Ask for help. SO many people want to give back, as they know they were helped too.

Surround yourself with smart people

Learn new things every day

Use the network and reach out for help

For companies and governments

Develop women and set standards to make this happen. Learn about unconscious bias.

Teach women business skills not just confidence skills and set working practices to make it easier for women to work like flexible working.

This might be intuitive to you as a woman founder but I think it will be helpful to spell this out. Can you share a few reasons why more women should become founders?

Because it’s great to be your own boss and set your own path and how you want to see things happen. Be the role model for future generations.

What are the “myths” that you would like to dispel about being a founder. Can you explain what you mean?

You can have a life. It’s hard but if you are determined and passionate you can do it.

Is everyone cut out to be a founder? In your opinion, which specific traits increase the likelihood that a person will be a successful founder and what type of person should perhaps seek a “regular job” as an employee? Can you explain what you mean?

No — you have to have an entrepreneurial mindset and be very resilient. Being a founder doesn’t come with a manual.

Ok super. Here is the main question of our interview. What are your “5 Things I Wish Someone Told Me Before I Started” and why? (Please share a story or example for each.)
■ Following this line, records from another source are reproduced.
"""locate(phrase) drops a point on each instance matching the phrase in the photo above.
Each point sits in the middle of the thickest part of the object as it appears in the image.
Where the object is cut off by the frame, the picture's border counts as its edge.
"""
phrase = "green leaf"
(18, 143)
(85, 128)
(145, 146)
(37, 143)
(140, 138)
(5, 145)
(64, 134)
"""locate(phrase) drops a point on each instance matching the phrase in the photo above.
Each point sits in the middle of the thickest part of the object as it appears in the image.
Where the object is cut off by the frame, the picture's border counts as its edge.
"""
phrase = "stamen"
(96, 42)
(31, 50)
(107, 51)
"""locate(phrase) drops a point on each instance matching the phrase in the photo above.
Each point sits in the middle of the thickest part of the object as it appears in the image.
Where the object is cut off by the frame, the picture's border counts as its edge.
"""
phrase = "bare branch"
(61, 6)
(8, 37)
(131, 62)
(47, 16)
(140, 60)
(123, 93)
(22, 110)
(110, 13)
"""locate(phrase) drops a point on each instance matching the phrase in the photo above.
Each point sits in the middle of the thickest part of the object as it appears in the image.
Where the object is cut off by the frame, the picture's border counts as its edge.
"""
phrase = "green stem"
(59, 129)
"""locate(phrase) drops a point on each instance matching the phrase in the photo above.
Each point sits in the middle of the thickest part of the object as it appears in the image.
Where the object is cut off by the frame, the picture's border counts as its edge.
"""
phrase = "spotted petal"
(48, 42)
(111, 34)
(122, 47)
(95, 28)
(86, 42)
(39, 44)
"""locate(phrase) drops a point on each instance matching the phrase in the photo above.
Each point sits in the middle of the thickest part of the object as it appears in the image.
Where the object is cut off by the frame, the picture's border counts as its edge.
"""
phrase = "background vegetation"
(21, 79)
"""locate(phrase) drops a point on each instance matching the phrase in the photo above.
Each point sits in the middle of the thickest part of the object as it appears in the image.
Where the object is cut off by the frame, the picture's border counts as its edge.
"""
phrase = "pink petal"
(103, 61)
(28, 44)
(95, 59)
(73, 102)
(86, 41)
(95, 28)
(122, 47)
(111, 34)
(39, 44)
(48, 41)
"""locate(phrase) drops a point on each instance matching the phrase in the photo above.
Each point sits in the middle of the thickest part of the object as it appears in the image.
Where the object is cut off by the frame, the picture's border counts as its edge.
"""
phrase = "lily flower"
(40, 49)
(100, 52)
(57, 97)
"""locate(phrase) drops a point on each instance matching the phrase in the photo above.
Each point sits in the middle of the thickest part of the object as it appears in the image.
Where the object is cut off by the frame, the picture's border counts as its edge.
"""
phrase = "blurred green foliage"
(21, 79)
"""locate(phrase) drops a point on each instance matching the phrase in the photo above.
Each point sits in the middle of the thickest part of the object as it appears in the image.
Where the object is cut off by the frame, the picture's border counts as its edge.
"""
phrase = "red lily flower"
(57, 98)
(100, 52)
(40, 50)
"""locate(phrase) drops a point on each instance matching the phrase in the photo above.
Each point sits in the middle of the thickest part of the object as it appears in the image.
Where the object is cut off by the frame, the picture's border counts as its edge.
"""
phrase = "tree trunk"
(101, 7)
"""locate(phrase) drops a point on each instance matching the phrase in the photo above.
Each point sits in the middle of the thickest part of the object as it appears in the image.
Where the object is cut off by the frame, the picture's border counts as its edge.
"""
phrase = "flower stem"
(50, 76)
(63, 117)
Don’t burn yourself out — it’s a marathon, not a sprint.

Recruit people who are not like you. Having a diverse team helps you build better products.

Don’t put all your eggs in one basket — things like funding or converting business customers might take longer than you think so always have a contingency plan

It takes way longer to do things than you think — Open Banking took longer than we expected to enable us to access bank APIs

Expect the unexpected — you never know who you could meet, like Richard Branson!

How have you used your success to make the world a better place?

Diversity: 75% of our core team are female: 50% of whom are working mothers, and 13% from other minority groups including LGBTQ. We actively take CodeClan graduates, with for example, a developer who has 20 years’ experience flying helicopters. All of the women are independently involved in the tech community and have leadership positions in groups such as Scottish Government’s National Advisory Council for Women and Girls, Gamstop, Datalab, Girl Geeks, Girls who Code and SWiT. Our culture is flexible with supporting policies.

Product and customers: Sustainably is the Stripe for impact. We turn payments into positive impact. Sustainably lets you give to causes you care about by micro-donating your spare change automatically every time you shop, and enables brands to instantly give to causes their customers and employees care about, hyper-localizing and personalizing their social responsibility at scale.

We are very blessed that some very prominent names in Business, VC funding, Sports, and Entertainment read this column. Is there a person in the world, or in the US with whom you would love to have a private breakfast or lunch with, and why? He or she might just see this if we tag them.

Michelle Obama and/or Melinda Gates

Thank you for these fantastic insights. We greatly appreciate the time you spent on this.